We investigated whether reporting errors in MEPS lead to systematic biases in behavioral analyses by estimating pairs of utilization regressions using the claims and MEPS household reported utilization measures, respectively, as the dependent variable and comparing the results. The independent variables in each pair included an identical set of sociodemographic covariates often used in models of health care utilization (Aday and Andersen 1974). Logistic regression models were estimated for binary utilization measures and negative binomial count data regression models for number of office visits. We report odds ratios for the logistic models and incidence rate ratios for the negative binomial models in order to compare the magnitude of effects in each pair of regressions. We formally test whether the effect of each covariate is the same in the pairs of regressions. For example, does poor health increase the odds of an ED visit by the same magnitude whether using the household-reported or claims-based measure? Because coefficient estimates and the resulting odds and incident rate ratios are interpretable as random variables, this is analogous to a pairwise t-test of the means of two (correlated) random variables. Following Hosmer and Lemeshow (2000), we performed these tests using the coefficient estimates.

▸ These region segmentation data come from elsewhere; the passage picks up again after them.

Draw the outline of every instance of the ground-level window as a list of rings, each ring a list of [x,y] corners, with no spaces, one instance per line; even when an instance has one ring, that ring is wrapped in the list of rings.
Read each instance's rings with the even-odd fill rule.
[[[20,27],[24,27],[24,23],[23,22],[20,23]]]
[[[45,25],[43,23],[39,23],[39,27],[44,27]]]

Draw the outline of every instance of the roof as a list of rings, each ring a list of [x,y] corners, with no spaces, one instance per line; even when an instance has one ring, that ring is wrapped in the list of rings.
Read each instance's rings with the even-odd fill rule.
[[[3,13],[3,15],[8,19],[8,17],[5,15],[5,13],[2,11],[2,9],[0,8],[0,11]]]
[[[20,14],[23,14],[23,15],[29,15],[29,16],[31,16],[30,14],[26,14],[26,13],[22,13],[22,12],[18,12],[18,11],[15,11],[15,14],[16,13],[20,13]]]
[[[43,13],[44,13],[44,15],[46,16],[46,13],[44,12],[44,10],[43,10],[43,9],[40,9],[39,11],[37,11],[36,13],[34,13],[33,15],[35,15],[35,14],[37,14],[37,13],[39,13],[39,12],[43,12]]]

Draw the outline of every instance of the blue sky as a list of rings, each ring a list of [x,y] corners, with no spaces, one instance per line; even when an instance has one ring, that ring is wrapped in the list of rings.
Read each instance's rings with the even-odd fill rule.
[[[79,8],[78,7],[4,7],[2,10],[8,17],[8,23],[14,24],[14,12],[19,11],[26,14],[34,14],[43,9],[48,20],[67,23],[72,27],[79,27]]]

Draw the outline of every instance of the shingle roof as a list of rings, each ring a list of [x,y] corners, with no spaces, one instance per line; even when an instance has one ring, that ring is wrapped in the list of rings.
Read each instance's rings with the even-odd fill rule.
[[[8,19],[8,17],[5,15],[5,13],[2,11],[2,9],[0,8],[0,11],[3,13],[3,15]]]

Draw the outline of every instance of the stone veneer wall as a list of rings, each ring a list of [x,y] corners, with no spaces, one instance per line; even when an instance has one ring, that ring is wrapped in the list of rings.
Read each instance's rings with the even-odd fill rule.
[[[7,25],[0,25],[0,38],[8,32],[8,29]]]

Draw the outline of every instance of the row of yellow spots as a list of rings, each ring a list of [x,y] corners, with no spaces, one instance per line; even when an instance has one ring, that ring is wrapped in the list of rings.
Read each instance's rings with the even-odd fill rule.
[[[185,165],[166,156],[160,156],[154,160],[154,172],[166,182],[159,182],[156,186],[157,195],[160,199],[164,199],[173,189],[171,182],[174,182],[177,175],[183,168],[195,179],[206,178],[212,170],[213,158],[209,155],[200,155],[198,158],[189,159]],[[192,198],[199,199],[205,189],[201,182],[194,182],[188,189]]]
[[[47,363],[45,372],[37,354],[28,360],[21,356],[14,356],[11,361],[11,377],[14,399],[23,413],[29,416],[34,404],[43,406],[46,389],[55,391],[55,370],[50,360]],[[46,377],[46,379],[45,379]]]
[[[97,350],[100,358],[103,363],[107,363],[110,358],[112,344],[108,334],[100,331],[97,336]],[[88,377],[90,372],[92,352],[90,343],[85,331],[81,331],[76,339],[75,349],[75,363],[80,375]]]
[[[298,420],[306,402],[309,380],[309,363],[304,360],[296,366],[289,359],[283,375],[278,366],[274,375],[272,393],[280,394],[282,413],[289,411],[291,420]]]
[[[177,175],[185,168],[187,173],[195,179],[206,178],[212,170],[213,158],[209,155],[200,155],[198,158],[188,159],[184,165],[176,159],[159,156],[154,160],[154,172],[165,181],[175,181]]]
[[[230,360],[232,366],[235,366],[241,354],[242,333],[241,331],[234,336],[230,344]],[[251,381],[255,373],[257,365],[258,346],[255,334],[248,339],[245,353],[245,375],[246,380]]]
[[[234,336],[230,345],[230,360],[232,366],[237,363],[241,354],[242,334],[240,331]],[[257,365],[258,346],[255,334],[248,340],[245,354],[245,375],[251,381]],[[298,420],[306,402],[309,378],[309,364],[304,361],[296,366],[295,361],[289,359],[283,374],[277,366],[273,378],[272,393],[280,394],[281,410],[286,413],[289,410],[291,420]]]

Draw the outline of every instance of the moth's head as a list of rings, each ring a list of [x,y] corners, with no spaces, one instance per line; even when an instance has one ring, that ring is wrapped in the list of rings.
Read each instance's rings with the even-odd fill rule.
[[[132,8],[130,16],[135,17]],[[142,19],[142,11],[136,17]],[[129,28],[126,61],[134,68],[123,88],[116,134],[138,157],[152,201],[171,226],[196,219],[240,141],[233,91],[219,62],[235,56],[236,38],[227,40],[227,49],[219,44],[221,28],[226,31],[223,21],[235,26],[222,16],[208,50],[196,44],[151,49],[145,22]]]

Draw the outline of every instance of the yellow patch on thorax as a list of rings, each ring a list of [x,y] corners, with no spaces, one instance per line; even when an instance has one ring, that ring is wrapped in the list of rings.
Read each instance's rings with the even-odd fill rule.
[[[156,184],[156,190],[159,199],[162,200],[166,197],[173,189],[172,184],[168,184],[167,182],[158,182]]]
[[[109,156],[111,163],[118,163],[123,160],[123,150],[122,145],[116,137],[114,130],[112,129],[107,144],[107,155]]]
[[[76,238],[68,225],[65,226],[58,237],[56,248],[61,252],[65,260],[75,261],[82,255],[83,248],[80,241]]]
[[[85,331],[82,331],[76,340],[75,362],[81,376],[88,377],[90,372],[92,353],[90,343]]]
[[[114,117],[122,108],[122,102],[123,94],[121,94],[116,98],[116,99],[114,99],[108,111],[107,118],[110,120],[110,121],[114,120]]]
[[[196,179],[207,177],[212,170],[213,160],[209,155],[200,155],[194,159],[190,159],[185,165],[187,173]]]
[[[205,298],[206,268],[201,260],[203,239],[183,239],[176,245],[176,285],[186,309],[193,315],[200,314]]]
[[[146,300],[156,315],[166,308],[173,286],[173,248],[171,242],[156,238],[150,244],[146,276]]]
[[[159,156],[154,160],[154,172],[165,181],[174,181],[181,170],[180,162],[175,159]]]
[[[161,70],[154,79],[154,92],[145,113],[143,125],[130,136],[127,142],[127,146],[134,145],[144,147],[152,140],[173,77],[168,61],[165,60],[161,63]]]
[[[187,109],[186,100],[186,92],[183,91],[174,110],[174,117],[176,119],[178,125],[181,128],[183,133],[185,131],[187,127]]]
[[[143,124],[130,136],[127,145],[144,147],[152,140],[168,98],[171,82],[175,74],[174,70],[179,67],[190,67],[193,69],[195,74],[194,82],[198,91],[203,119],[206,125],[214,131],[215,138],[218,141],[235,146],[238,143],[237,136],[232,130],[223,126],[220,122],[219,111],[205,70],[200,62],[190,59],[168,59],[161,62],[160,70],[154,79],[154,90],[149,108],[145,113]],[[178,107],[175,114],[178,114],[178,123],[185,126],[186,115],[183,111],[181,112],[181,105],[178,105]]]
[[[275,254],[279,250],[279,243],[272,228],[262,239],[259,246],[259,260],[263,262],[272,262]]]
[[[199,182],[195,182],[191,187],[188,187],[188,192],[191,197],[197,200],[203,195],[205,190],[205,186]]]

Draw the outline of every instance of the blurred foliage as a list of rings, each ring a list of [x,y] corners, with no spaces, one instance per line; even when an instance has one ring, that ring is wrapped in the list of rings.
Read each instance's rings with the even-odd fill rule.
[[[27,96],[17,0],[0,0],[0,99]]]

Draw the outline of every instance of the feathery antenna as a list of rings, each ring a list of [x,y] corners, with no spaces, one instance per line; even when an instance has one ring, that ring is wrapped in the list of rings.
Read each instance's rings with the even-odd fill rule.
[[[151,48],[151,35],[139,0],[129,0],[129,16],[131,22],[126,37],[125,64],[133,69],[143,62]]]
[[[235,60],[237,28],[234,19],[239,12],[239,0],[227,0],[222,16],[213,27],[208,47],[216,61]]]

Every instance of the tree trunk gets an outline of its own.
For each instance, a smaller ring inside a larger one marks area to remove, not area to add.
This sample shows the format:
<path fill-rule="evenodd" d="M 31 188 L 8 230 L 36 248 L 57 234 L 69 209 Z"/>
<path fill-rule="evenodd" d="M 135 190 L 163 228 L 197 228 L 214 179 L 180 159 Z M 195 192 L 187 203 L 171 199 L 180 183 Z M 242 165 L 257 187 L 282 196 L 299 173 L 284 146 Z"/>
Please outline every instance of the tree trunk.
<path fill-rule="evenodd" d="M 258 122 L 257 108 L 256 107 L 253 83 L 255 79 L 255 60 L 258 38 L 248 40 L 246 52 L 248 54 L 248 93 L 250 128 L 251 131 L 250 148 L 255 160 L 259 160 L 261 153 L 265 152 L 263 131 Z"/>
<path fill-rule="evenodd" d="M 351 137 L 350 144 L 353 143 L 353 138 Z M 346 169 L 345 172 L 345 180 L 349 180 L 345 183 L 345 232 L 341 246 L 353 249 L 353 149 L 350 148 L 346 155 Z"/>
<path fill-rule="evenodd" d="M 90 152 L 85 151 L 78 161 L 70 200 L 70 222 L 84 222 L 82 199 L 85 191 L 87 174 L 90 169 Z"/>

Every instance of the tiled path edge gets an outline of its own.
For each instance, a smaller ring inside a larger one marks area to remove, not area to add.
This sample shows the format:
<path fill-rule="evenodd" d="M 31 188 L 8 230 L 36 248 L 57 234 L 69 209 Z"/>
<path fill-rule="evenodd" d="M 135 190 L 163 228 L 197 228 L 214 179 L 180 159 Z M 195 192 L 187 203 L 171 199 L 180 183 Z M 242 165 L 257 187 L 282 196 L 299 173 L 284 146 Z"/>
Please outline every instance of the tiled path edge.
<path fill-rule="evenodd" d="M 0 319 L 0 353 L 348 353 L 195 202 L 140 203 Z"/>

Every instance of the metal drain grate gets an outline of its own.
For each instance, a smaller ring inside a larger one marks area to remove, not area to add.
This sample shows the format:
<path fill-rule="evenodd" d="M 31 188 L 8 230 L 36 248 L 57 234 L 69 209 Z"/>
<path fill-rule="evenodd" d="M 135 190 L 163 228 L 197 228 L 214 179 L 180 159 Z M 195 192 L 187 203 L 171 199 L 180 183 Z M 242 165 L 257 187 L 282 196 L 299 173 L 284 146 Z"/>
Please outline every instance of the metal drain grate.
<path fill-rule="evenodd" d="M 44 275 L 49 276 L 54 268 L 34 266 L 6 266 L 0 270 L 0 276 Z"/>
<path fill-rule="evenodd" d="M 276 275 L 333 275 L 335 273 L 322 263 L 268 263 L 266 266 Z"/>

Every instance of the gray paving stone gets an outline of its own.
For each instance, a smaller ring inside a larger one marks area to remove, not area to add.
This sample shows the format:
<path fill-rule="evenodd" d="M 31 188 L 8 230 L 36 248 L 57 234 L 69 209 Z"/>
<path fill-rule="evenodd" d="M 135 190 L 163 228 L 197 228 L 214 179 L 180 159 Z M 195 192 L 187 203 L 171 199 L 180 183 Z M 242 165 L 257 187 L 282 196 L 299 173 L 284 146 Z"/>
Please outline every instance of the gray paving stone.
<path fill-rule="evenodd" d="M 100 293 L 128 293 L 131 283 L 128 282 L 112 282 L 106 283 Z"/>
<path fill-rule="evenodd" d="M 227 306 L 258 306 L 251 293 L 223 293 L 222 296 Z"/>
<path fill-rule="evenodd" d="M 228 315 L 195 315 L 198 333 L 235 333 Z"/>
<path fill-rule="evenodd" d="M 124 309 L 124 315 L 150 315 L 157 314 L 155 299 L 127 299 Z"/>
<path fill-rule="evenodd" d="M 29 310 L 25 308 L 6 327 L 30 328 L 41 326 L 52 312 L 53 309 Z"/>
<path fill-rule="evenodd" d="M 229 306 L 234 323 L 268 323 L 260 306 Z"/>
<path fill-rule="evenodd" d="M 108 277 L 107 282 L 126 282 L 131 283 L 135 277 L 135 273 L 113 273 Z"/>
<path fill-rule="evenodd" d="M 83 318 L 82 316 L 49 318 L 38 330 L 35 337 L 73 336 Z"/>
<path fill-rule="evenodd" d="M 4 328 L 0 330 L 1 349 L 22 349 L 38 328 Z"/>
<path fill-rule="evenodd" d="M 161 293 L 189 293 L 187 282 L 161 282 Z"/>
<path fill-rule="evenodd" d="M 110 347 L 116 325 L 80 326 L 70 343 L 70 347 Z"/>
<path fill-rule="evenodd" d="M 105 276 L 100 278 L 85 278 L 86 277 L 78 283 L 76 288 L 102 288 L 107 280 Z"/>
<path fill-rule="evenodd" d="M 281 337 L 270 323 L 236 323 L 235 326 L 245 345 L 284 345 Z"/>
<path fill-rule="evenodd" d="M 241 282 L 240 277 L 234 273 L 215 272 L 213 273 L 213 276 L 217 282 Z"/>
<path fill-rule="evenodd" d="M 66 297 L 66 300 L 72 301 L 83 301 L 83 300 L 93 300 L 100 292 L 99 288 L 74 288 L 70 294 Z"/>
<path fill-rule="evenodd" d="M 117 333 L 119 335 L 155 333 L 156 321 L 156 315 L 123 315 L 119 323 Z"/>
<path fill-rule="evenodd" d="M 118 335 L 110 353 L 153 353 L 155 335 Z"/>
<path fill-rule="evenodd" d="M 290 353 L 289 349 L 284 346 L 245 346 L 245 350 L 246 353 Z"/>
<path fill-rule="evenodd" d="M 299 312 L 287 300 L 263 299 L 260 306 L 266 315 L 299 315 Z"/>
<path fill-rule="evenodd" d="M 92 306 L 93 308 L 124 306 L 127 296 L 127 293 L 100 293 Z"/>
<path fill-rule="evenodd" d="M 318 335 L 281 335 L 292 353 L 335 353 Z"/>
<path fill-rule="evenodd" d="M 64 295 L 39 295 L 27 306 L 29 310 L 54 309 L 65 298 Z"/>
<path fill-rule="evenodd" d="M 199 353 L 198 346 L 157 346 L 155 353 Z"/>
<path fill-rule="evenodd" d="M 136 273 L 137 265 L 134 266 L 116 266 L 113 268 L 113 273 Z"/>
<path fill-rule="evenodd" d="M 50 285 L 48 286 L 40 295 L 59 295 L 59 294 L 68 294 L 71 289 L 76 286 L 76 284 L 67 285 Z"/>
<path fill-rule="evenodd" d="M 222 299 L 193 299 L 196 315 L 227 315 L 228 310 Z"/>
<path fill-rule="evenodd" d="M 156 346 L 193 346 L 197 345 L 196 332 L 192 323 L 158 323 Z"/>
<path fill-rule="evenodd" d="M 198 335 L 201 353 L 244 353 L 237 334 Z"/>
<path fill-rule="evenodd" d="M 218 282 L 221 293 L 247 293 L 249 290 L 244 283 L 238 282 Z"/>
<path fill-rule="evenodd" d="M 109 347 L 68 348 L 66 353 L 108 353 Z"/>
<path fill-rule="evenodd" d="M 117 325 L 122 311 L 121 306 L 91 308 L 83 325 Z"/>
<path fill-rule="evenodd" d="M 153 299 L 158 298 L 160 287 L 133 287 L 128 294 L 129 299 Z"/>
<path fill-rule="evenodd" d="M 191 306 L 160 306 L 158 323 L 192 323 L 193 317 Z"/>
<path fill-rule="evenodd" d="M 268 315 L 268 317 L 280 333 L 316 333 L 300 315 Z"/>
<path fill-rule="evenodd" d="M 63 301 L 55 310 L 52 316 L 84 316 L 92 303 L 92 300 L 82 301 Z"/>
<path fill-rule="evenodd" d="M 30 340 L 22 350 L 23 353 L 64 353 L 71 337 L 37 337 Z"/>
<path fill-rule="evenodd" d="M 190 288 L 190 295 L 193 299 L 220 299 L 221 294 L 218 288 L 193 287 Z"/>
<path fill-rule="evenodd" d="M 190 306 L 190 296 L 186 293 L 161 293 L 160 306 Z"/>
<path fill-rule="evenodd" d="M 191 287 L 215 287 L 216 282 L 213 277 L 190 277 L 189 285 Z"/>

All analyses used the adjusted MEPS sampling weights and the method of balanced repeated replications (BRR) to adjust for the stratified and clustered (at the PSU level) design of the MEPS survey (MEPS PUF 36BRR). This method also corrects for clustering at the household and individual level (Wolter 1985, pp. 111–21), and in particular the clustering that occurs because household-reported and claims-based measures of utilization were estimated using the same matched sample of beneficiaries. We implemented the BRR corrections for clustering at all levels using the built-in survey commands in Stata/MP 10.1 for means and ratios. We constructed equivalent BRR routines for the Lin's concordance and κ statistics and the pairwise tests of the utilization regression coefficients (MEPS PUF 36BRR; Wolter 1985, pp. 111–21). All methods were developed with and reviewed by senior statisticians associated with the MEPS.
Table 1 compares mean utilization based on claims and MEPS household reports for our matched sample. There were no differences in the proportion of beneficiaries reporting any hospital stay, with an agreement rate of 0.96 (95 percent CI: 0.96–0.97) and a κ statistic of 0.89 (95 percent CI: 0.86–0.91), indicating “almost perfect” agreement (Landis and Koch 1977). There was a small difference in the annual count of inpatient stays (0.31 in claims versus 0.29 from MEPS household reports, p=.043) and no statistically significant difference in total number of inpatient nights, both with high Lin's concordance statistics.
Annual counts of ED and office-based visits from the two sources for the matched sample accord less closely. MEPS households reported that 15 percent of Medicare beneficiaries had an ED visit covered by Medicare compared with 19 percent using ED claims (p<.001). The difference in overall rates is explained by a much higher proportion of false negatives than false positives: 5.2 percent had ED visits recorded in the claims but not reported in MEPS, 1.3 percent had ED visits reported in MEPS but not recorded claims, 13.3 percent had ED visits according to both sources, and 80.1 percent had no ED visit according to both sources. The κ statistic of 0.76 (95 percent CI: 0.73–0.80) indicates substantial agreement (Landis and Koch 1977) on the reporting of any ED use. However, the total annual number of ED visits reported by households in MEPS is one-third lower than claims (p<.001), with a Lin's concordance statistic of 0.51 (95 percent CI: 0.31–0.71).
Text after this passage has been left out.